Is pharmacy automation replacing staff?

Pharmacy automation has been around since the 1990s.1 Over the years, pharmacy automation technologies have evolved and spread across the world. However, can automation replace pharmacists and their teams? The answer is no.

1. What is the place of automation in pharmacies?​

Automation plays a crucial role in pharmacy. It helps optimize processes, improve efficiency and ensure patient safety. It is used in various fields such as:

Inventory management: Automated inventory management systems help track medication and supply levels in real time. This helps minimize shortages or surpluses, ensuring that essential medicines are always available.

Drug distribution: Automation can perform tasks such as counting, packaging and labeling drugs without manual intervention. This reduces human error ensuring patients receive the right drugs and doses.

Dose preparation: Automated systems can prepare unit doses for patients.

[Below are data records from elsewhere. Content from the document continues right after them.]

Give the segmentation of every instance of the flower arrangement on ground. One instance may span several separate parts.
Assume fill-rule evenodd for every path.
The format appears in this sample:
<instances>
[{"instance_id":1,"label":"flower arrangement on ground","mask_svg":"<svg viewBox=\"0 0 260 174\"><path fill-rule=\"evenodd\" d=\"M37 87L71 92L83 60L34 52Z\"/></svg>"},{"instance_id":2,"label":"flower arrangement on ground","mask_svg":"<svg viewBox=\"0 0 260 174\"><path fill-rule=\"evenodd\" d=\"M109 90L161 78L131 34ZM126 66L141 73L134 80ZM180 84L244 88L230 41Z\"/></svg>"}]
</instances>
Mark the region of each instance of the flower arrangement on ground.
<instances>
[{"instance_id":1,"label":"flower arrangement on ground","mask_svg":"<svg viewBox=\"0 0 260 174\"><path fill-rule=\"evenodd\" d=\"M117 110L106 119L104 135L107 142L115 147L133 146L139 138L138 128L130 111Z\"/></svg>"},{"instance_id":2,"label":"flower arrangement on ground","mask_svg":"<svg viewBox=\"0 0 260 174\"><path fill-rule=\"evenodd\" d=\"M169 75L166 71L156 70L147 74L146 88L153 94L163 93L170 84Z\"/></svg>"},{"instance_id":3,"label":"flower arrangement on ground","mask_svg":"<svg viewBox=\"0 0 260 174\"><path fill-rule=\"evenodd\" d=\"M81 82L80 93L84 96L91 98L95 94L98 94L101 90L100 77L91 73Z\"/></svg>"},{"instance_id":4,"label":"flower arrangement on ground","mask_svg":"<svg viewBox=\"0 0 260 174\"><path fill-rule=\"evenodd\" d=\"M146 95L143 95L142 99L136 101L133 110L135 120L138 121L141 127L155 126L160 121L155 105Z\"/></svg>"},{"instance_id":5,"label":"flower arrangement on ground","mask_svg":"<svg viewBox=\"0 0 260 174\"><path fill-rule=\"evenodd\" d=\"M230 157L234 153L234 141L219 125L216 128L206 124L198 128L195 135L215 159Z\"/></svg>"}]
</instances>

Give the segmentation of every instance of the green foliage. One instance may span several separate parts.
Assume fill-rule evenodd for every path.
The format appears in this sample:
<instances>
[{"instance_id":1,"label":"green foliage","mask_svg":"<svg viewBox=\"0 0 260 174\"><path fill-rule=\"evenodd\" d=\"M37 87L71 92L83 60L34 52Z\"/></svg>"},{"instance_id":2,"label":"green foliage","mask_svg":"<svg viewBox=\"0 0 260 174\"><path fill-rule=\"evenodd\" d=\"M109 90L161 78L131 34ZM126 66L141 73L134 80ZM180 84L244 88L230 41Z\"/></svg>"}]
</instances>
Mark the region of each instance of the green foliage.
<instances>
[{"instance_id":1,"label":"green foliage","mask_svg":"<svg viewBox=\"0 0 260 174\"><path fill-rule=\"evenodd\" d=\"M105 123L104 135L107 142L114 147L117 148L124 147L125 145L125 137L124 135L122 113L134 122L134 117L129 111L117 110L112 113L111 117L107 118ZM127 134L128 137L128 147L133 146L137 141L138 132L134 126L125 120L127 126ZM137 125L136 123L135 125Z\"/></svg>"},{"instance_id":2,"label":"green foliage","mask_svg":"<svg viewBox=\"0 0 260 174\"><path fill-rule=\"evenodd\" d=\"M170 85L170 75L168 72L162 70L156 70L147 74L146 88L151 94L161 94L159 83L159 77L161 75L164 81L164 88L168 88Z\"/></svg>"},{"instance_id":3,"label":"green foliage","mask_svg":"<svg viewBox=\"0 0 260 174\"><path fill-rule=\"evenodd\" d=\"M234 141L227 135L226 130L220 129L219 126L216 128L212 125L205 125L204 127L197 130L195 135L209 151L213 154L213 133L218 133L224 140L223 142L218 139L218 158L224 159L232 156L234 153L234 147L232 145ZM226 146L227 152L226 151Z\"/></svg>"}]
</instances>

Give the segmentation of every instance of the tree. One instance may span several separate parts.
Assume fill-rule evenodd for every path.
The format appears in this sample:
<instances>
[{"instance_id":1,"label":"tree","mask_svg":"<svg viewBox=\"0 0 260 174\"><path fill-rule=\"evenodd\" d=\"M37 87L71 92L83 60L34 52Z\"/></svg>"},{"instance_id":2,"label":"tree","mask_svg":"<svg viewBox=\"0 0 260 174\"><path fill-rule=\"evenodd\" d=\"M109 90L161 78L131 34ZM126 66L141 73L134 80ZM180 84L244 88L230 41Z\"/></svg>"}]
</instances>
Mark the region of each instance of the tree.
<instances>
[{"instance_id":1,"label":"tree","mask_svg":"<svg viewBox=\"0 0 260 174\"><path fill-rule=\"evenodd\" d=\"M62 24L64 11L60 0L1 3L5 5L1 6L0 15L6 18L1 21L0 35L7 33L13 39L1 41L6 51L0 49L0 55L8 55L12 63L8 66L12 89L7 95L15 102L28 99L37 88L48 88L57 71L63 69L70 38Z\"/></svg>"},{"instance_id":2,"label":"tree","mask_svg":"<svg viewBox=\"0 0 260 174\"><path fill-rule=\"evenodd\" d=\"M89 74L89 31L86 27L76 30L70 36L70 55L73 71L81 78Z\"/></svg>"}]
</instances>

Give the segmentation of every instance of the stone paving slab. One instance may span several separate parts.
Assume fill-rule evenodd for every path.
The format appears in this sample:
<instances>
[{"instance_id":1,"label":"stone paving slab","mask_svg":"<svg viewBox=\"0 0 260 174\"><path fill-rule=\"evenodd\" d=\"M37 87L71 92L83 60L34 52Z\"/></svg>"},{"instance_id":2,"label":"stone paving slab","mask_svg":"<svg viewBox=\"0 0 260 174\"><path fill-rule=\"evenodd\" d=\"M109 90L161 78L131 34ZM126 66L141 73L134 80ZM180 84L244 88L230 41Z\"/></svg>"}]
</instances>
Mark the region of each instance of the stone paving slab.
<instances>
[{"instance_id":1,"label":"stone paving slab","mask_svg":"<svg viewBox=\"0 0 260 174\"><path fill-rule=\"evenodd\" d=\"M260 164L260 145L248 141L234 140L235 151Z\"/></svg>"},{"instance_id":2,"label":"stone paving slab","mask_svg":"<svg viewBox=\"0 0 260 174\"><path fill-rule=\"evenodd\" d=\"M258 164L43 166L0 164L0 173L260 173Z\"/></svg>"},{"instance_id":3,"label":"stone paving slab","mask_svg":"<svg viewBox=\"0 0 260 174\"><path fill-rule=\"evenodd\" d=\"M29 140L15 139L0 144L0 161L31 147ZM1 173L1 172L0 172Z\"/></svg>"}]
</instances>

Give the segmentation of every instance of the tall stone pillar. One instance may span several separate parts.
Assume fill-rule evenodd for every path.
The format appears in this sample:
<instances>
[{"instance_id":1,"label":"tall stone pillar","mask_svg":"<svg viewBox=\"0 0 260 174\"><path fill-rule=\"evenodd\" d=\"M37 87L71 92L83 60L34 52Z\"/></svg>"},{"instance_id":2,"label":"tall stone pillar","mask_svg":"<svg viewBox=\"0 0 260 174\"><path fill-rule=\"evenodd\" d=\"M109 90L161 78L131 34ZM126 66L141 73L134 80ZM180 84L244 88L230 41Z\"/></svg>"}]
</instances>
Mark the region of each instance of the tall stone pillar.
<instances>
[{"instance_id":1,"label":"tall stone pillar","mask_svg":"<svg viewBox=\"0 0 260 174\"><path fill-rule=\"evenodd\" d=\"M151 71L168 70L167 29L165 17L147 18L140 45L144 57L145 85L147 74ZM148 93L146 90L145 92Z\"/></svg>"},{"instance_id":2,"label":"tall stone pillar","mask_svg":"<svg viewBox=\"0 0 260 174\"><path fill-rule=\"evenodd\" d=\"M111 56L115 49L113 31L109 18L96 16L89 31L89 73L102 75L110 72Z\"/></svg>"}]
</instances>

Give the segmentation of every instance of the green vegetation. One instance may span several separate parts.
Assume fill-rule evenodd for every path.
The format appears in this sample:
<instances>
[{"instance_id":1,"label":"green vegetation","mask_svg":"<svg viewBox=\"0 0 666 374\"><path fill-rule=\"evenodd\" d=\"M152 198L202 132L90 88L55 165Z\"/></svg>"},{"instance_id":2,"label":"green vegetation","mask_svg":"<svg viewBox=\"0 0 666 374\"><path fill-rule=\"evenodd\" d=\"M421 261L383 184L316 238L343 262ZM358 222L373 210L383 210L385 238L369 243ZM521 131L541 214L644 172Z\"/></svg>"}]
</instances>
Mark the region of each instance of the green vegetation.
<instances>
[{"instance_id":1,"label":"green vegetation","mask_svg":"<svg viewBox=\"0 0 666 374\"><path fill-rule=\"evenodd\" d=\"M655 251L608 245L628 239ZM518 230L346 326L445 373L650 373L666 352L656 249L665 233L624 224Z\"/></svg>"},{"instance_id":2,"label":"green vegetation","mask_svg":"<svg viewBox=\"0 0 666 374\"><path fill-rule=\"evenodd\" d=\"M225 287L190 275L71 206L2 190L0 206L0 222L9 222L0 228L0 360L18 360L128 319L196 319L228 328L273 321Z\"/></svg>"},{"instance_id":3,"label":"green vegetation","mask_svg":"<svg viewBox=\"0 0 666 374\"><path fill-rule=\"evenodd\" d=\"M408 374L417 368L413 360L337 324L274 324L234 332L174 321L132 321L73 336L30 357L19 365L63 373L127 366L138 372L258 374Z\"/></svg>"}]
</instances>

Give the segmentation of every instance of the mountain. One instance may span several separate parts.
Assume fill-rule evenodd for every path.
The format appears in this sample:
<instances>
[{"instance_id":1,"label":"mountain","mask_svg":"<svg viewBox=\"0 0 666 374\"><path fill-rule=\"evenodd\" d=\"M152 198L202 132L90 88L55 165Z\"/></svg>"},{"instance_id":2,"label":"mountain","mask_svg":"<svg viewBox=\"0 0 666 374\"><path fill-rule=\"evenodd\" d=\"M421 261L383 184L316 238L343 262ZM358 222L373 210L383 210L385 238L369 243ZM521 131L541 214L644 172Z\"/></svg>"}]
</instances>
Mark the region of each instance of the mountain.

Electronic medical records management: Automation helps manage electronic medical records of patients. They guarantee accurate monitoring of prescribed & served drugs, allergies and potential drug interactions. This improves patient safety and facilitates coordination of care between healthcare professionals.

Pharmacy automation improves operational efficiency, reduces errors and saves time.

2. What is the role of pharmacists and their teams?​

Pharmacists and their teams still have a critical role in the pharmacy, regardless of automation. Thanks to the time savings generated by automation, they can:

Better advise and monitor their patients: By automating repetitive manual tasks, pharmacy staff can focus on patients. They can provide personalized advice, particularly on medication side effects, drug interactions and other health-related aspects. This results in higher quality care and improved outcomes.

Optimize workflow: Optimizing workflow helps increase efficiency which in turn helps manage costs and lays the foundation for growth.

Offer value-added services and/or other revenue streams such as vaccine administration, travel clinics, weight loss clinics, …


In addition, certain tasks will have to be carried out by pharmacy teams to ensure optimal operation of the robotic systems. These are for example:

Replenishment of drug distribution systems.

Manual distribution of exception drugs which cannot be placed in automation for several reasons (e.g.: narcotics, allergens, fractions of tablets, etc.).

Ensure you have a continuous workflow. With the SynMed XF for example, one operator can feed and monitor the system and comfortably produce 1,000 multi-dose blister cards per week.  

System maintenance.

Automation helps pharmacists take a more active role with their patients, thereby increasing positive medical outcomes, improving the patient experience, and positively impacting their health.